The team additionally found that the bison skull showed bone growth around the holes, suggesting that the animal had survived the blast.
Firestone said the evidence corroborates previous work done by Ian Barnes, a paleobiologist at Royal Holloway University of London.
In a paper published in the journal Current Biology in June of this year, Barnes reported molecular evidence for a die-off of mammoths around the time of the newly suspected impact.
"We are pretty certain there was one event that occurred in that region," Firestone said.
Barnes agreed the data so far could suggest a connection, but he said it's tenuous at best and more information is needed.
"Brown bears underwent a local extinction in Alaska 35,000 years ago, and there may be some turnover or reduction of the Alaskan mammoth population around 35,000 [years ago], but that data hasn't been published yet," he said.
"Whether it only happened in North America or farther afield, I don't have the data for that yet."
More Tusks Ahead
Firestone and his colleagues expect to submit their work for publication in a scientific journal in the coming year.
Meanwhile, the early evidence has already raised some perplexing questions.
"The big mystery is the nature of the impact," Firestone said.
"We don't know whether a meteor exploded or what happened.
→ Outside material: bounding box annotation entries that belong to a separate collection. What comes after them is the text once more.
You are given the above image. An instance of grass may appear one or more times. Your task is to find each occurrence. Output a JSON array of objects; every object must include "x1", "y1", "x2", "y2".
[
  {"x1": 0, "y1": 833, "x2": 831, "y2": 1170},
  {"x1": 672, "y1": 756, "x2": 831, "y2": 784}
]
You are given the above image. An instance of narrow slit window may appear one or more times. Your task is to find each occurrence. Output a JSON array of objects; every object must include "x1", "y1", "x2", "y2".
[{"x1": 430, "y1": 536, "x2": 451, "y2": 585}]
It's confounding the impact [experts]."
Barnes pointed out there have been plenty of hazards for Earth's creatures aside from meteor blasts, including volcanic eruptions and rapid climate change.
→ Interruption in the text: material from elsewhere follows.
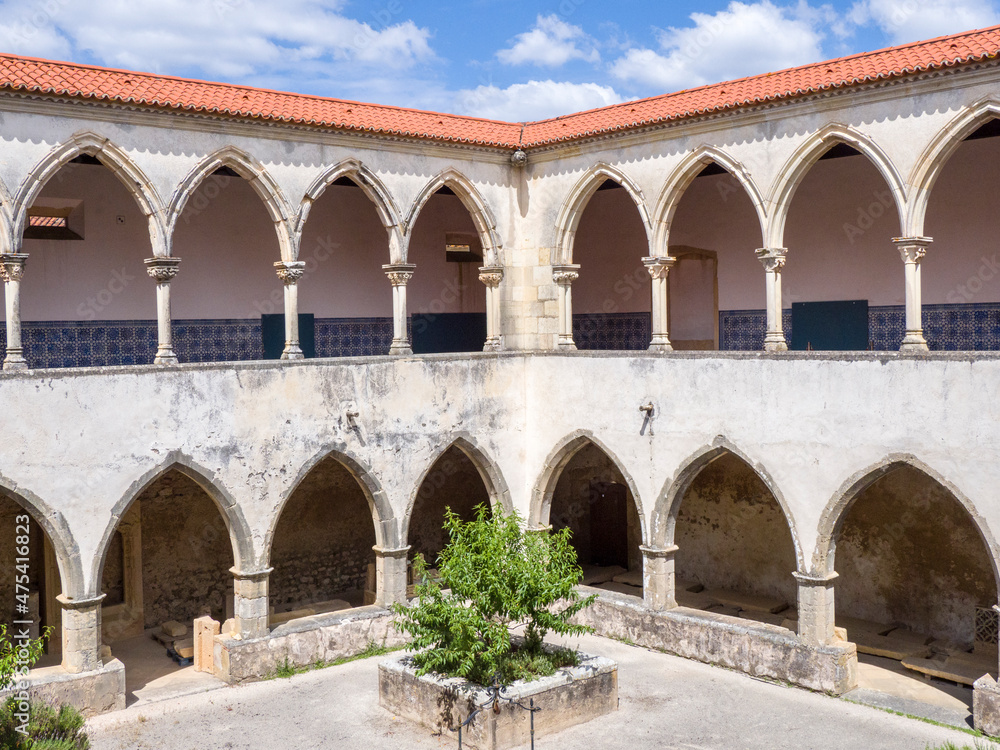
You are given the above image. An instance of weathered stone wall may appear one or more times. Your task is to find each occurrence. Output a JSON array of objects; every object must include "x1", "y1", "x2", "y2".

(Read related story: "Volcano Theory of Dino Die-Off Gets New Support" [November 5, 2007].)
Celestial pockmarks notwithstanding, Firestone hesitated to pin mass extinction on any one event.
"There are all sorts of events that might cause a reduction in population size, so I'm cautious about actually ascribing causation," he said.
Nevertheless, Barnes called the findings "pretty extraordinary," particularly because they were uncovered so unexpectedly.
"You got to give it to them—it's pretty exciting stuff," he said. "Pretty amazing."